Senior Market Analyst at Ebury, Chartered Financial Analyst. Providing expert currency analysis so small and mid-sized businesses can effectively navigate international markets.

Most currencies have traded within relatively narrow ranges during the bank holiday shortened week so far, as investors await major central bank meetings in the coming days.

T
he Federal Reserve will kick things off on Wednesday evening by announcing its latest policy decision. Expectations are high heading into the May FOMC meeting, which is expected to deliver the Fed’s first 50 basis point interest rate hike in more than two decades. Speaking during an IMF panel of central bankers last month, FOMC chair Jerome Powell stressed that it was ‘absolutely essential’ to restore price stability, and that rates would need to be raised ‘expeditiously’ in order for the bank to reach its goals. Markets have subsequently ramped up bets in favour of an aggressive pace of US hikes this year, with fed fund futures now pricing in more than 250 basis points of tightening by year-end.

With such an aggressive pace of hikes already priced in by markets, we think that the bar for a hawkish surprise from the Fed is now very high. A 50 basis point hike will be seen as the bare minimum – we think that it is a nailed-on certainty. There will be no updated macroeconomic or interest rate projections – the Fed’s next ‘dot plot’ won’t be released until June. Powell’s communications on additional rate increases, and the bank’s latest view on the inflation overshoot will, however, be closely watched. We expect Powell to keep the door open to an aggressive pace of hikes during the remainder of the year. While Powell won’t pre-commit to rate increases at specific meetings, he will almost certainly reiterate that rates could be raised at every meeting in 2022.

Attention in markets will then quickly turn to Thursday’s Bank of England meeting, with a fourth consecutive interest rate hike widely expected. Markets are fully pricing in a 25 basis point move, with a non-negligible chance of a 50 basis point rate increase. The key to the market reaction will, however, likely be the MPC’s comments on future interest rate hikes. Recent communications from BoE members have been resoundingly dovish, and there is as of yet no real reason to suggest that a U-turn on this stance is likely tomorrow. Governor Bailey has warned in recent remarks over the downside risks to UK growth, even suggesting last month that a recession is a possibility.

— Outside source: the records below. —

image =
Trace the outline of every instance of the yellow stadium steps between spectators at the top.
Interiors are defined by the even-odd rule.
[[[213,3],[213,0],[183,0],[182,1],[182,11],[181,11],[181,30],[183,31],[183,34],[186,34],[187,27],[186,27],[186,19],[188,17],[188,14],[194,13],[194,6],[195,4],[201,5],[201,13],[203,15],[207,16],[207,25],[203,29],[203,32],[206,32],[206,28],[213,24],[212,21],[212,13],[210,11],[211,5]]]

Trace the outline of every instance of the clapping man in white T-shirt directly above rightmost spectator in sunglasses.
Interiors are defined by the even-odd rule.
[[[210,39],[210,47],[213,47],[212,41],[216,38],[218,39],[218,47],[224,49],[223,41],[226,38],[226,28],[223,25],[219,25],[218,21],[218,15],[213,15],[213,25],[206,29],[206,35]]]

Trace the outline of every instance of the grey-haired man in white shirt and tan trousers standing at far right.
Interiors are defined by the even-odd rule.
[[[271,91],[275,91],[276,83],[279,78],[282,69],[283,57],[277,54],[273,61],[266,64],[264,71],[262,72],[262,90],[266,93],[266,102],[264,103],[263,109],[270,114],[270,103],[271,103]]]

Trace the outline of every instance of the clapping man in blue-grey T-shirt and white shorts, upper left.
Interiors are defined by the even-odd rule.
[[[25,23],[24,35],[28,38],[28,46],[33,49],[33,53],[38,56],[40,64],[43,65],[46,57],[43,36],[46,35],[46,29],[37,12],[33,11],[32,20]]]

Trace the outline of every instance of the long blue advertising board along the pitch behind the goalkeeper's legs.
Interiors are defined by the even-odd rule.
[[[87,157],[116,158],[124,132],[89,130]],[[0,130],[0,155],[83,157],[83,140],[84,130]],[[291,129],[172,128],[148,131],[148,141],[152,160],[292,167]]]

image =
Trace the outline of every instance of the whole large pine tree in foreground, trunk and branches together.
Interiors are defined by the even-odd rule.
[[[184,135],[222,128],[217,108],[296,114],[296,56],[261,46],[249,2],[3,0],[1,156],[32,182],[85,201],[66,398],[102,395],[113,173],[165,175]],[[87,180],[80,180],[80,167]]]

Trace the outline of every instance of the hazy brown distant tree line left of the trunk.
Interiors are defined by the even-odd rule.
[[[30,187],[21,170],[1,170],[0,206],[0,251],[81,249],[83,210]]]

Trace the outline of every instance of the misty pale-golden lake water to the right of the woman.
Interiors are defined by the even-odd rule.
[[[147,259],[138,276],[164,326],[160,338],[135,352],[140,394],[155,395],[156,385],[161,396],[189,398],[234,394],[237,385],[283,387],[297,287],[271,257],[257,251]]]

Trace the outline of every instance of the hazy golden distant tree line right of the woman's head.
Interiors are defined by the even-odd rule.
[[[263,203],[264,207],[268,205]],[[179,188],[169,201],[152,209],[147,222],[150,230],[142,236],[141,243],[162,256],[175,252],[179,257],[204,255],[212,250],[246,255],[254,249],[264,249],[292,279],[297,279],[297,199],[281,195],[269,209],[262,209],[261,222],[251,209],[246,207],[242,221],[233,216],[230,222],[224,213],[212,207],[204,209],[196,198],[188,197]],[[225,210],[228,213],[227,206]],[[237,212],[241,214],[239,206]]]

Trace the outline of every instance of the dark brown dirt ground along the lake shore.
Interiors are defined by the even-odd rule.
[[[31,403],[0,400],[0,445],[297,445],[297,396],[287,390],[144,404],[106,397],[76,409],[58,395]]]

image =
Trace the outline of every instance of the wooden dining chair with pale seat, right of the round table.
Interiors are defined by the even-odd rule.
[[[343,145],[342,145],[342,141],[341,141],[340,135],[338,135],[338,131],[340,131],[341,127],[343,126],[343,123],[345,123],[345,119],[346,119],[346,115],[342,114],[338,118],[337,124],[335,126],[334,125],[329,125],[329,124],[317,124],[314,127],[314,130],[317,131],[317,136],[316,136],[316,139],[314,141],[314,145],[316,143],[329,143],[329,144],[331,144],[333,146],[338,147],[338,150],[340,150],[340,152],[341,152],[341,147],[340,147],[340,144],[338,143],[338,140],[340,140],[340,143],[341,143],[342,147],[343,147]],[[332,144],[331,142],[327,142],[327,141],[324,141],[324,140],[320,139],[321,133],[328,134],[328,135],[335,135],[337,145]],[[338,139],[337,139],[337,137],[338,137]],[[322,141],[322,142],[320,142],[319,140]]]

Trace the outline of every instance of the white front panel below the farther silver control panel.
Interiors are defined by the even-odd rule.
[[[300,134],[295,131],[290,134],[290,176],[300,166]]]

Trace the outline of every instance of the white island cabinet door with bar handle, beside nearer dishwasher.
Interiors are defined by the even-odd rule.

While we think that Bailey’s comments have been overly pessimistic, most members appear to share similar views. That said, with UK inflation running very hot, we could see a bit of division among the committee. Even a vote or two in favour of a 50 basis point hike tomorrow would be bullish for the pound, whereas two or more votes in favour of no change would be perceived as dovish and could trigger another bout of sterling weakness.